You might have been totally serious (and yes what you said is true) ...but i saw a glint in your eyes (i hope). Just loved the flavor of your words as i took it.

i love seeing things through a guy's eyes especially when he is feeling strong and in a lil good mood lol...
GREAT JOB MAX! I think i scarred a lung lol...:hugs:its nice to laugh out loud lol...
Lizzie

iVillage Member
Registered: 03-13-2004
Sun, 03-13-2005 - 6:46pm

lizzie,

i meant to draw some smiles from my post, its been so much pain in this board that i thought a mischief post will make someone smile, i hope i did not offend anyone

but for real, we as men are very tactile and we love to see things before we feel them hence my suggestion

hehehe, a man will response for sure to touch, i dont care if he is emotionally detached or not from his woman

i guess asbestos is now illegal so im just wearing cotton, i should burn quickly

max

iVillage Member
Registered: 03-13-2004
Sun, 03-13-2005 - 6:51pm

Up,

did u see OM yesterday ??

inquiring minds want to know

hope u are feeling well today

max

iVillage Member
Registered: 07-30-2004
Thu, 03-24-2005 - 9:42am

max,

thanks for your reply and for follwoing up. i have been following your story and it sounds like you have been able to stay strong and put her behind you.

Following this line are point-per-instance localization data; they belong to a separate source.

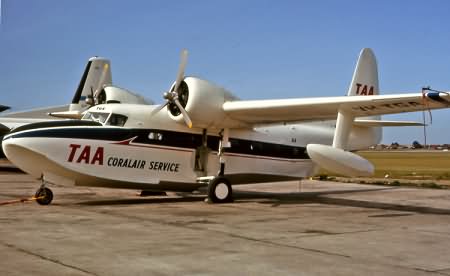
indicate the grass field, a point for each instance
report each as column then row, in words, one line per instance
column 415, row 164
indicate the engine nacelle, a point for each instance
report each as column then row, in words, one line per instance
column 203, row 102
column 114, row 94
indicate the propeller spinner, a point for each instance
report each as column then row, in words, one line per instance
column 176, row 99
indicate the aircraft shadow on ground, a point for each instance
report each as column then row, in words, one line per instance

i didnt see him at the party that day. i saw his new wife which is in our circle of friends and we talked.

i have had a hard time getting over the A. i think its because i am not happy with Dh so i look for OM for a little piece of happiness.

DH is a great person and father..i just lost my feelings for him. i have tried to rebuilt and i just have not found it. i stay for the kids i dont want to hurt.

with regards to OM, we started as friends and we are still social friends. i grew to care about him and a part of me does not want him to forget me. i wish he would would but he doesnt unless i text.

how did you stay stong? any words of wisdom?